When a couple divorces in New York, regardless of whether they have children or not, one of the most contentious issues in the divorce revolves around finances and support. If a couple has a prenuptial agreement or has come to an agreement about it post divorce, that is helpful; however, parties often end up dragging one another through courts to get what they deserve to maintain their standard of living and for what they gave up for the other party to succeed.
Deciding on the initial amount was difficult enough, but often circumstances change, The cost of living goes up or a financial emergency pops up. Can the alimony order be modified? Depending on state law, there are certain circumstances in which alimony can be modified. The most common reason alimony is modified is if the parties agree with one another that they should change it.
Even though this can be done without the court's approval, getting the approval can serve as proof should a dispute arise in the future. Including a cost of living clause in the alimony order can actually reduce the need to change the order annually. It allows for the increase in alimony according to the cost of living.

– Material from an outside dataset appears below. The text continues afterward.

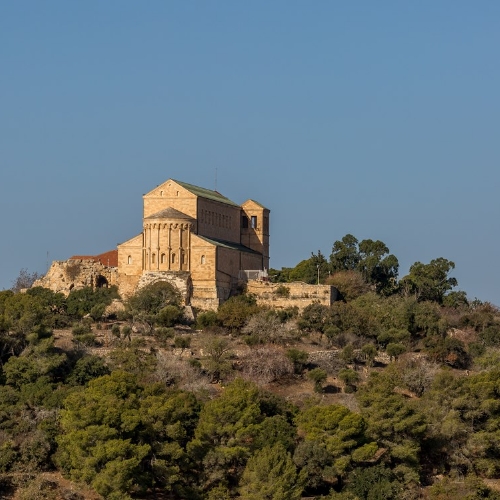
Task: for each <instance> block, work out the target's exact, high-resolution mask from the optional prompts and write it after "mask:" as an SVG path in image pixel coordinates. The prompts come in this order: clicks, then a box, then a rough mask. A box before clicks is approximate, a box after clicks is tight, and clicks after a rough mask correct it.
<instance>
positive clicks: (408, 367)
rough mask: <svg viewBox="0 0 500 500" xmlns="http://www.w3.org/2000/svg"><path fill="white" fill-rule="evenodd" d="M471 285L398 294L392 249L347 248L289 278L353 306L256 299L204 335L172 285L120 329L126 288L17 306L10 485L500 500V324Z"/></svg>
mask: <svg viewBox="0 0 500 500" xmlns="http://www.w3.org/2000/svg"><path fill="white" fill-rule="evenodd" d="M453 268H454V264H453V262H451V261H448V260H447V259H444V258H438V259H434V260H432V261H431V262H430V263H428V264H422V263H418V262H417V263H415V264H414V265H413V266H412V267H411V268H410V272H409V274H408V275H407V276H405V277H403V278H402V279H401V280H399V281H398V263H397V259H396V257H394V256H393V255H392V254H390V253H389V249H388V248H387V246H386V245H385V244H383V243H382V242H380V241H372V240H364V241H362V242H358V241H357V240H356V238H354V237H353V236H352V235H347V236H346V237H344V238H343V239H342V240H341V241H339V242H335V244H334V245H333V249H332V255H331V256H330V259H329V261H326V259H325V258H324V257H323V256H322V255H321V253H320V252H318V254H317V255H312V256H311V258H310V259H308V260H306V261H303V262H301V263H299V264H298V265H297V266H296V268H294V269H282V270H281V271H273V272H272V274H273V276H274V277H275V279H276V280H278V281H281V282H283V283H286V282H287V281H291V280H296V279H300V280H303V281H309V282H312V283H314V282H316V281H317V279H318V275H319V277H320V281H322V282H326V283H330V284H332V285H334V286H336V287H337V288H338V289H339V290H340V292H341V294H342V297H343V300H341V301H338V302H336V303H334V304H333V305H332V306H331V307H327V306H323V305H320V304H317V303H313V304H311V305H310V306H308V307H307V308H305V309H304V310H303V311H302V312H301V313H300V314H299V313H298V311H297V310H296V309H293V308H290V309H288V310H280V311H275V310H271V309H265V308H262V307H259V306H258V305H257V304H256V302H255V299H254V298H252V297H251V296H247V295H241V296H238V297H234V298H231V299H230V300H229V301H227V302H226V303H225V304H224V305H223V306H221V307H220V308H219V311H217V312H204V313H200V314H198V316H197V324H196V325H188V324H185V323H184V324H183V321H184V320H183V314H182V307H181V305H180V300H179V296H178V294H177V293H176V291H175V290H174V289H173V288H172V287H171V286H170V285H168V284H167V283H156V284H154V285H151V286H149V287H146V288H144V289H142V290H141V291H140V292H139V293H138V294H136V295H135V296H134V297H132V298H130V299H129V300H128V301H126V302H125V304H124V307H123V308H122V310H121V311H120V312H116V310H117V309H112V308H109V305H110V304H111V302H112V300H113V299H115V298H116V297H117V293H116V290H114V289H98V290H91V289H84V290H79V291H72V292H71V293H70V295H69V296H68V297H66V298H65V297H64V296H62V295H60V294H55V293H53V292H51V291H50V290H45V289H41V288H32V289H29V290H28V291H27V292H26V293H20V292H18V291H16V292H14V291H3V292H0V473H1V476H0V488H3V491H5V492H7V491H8V489H9V488H10V490H11V491H12V492H13V491H14V490H17V498H46V499H51V498H54V499H55V498H61V497H63V496H64V495H66V497H67V498H70V497H71V498H74V499H78V498H86V496H84V494H83V493H78V492H77V491H78V489H80V490H81V489H83V486H76V487H75V488H76V490H77V491H75V490H74V489H73V492H72V493H71V495H72V496H68V495H69V493H68V491H69V490H68V487H67V486H66V490H65V492H64V491H63V490H62V489H61V488H62V486H60V487H59V488H58V487H57V485H56V483H54V482H53V481H47V480H42V478H43V477H45V476H43V475H42V473H47V474H48V473H52V474H53V473H55V472H59V473H60V474H63V475H64V476H65V477H66V478H68V479H70V480H71V481H73V483H70V484H76V485H85V486H86V487H89V488H91V489H92V490H93V491H95V492H96V495H97V494H98V495H100V496H101V497H102V498H108V499H127V498H172V499H181V498H186V499H197V498H198V499H208V500H215V499H217V500H220V499H232V498H241V499H247V500H250V499H259V500H260V499H275V500H278V499H283V500H285V499H295V498H296V499H300V498H301V497H302V496H304V497H308V498H311V497H312V498H318V499H320V498H323V499H330V500H333V499H351V500H352V499H370V500H375V499H384V500H385V499H418V498H430V499H434V500H437V499H447V498H455V499H479V498H490V499H495V498H500V494H499V493H498V488H497V486H496V485H497V484H498V483H497V482H496V481H497V480H499V479H500V466H499V464H500V447H499V446H498V437H499V436H500V404H499V401H500V370H499V368H498V367H499V366H500V364H499V363H500V349H499V344H500V313H499V311H498V309H497V308H496V307H494V306H492V305H491V304H488V303H482V302H480V301H478V300H474V301H469V300H468V298H467V296H466V294H465V293H464V292H460V291H458V292H457V291H453V288H454V287H455V286H456V285H457V282H456V280H455V279H454V278H453V277H452V276H450V273H451V272H452V271H453ZM23 272H24V275H26V274H27V273H26V271H23ZM284 288H286V287H284ZM112 311H115V312H112ZM196 328H197V329H196ZM34 478H37V479H36V481H34ZM35 484H36V485H37V487H36V488H37V489H36V493H34V488H35V487H34V485H35ZM61 484H62V483H61ZM85 495H87V494H85ZM6 498H7V497H6Z"/></svg>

Some of the most common reasons alimony is modified are if one person's financial situation dramatically changes. The loss of job could result in a decrease in alimony from the payer's side, and an increase in salary could lead to the receiving spouse asking for an increase in maintenance. When one party marries or starts living with another person, the other party may be able to show a decrease in the need for support, which the receiving party can contest.
The important thing to keep in mind is that none of the parties should act unilaterally. Losing a job or getting new financial obligations does not mean the paying spouse should simply stop paying without any notice or court order. If someone is facing a hardship in either making payments or requiring payments to go up, they may benefit from consulting an experienced attorney for guidance on how to proceed.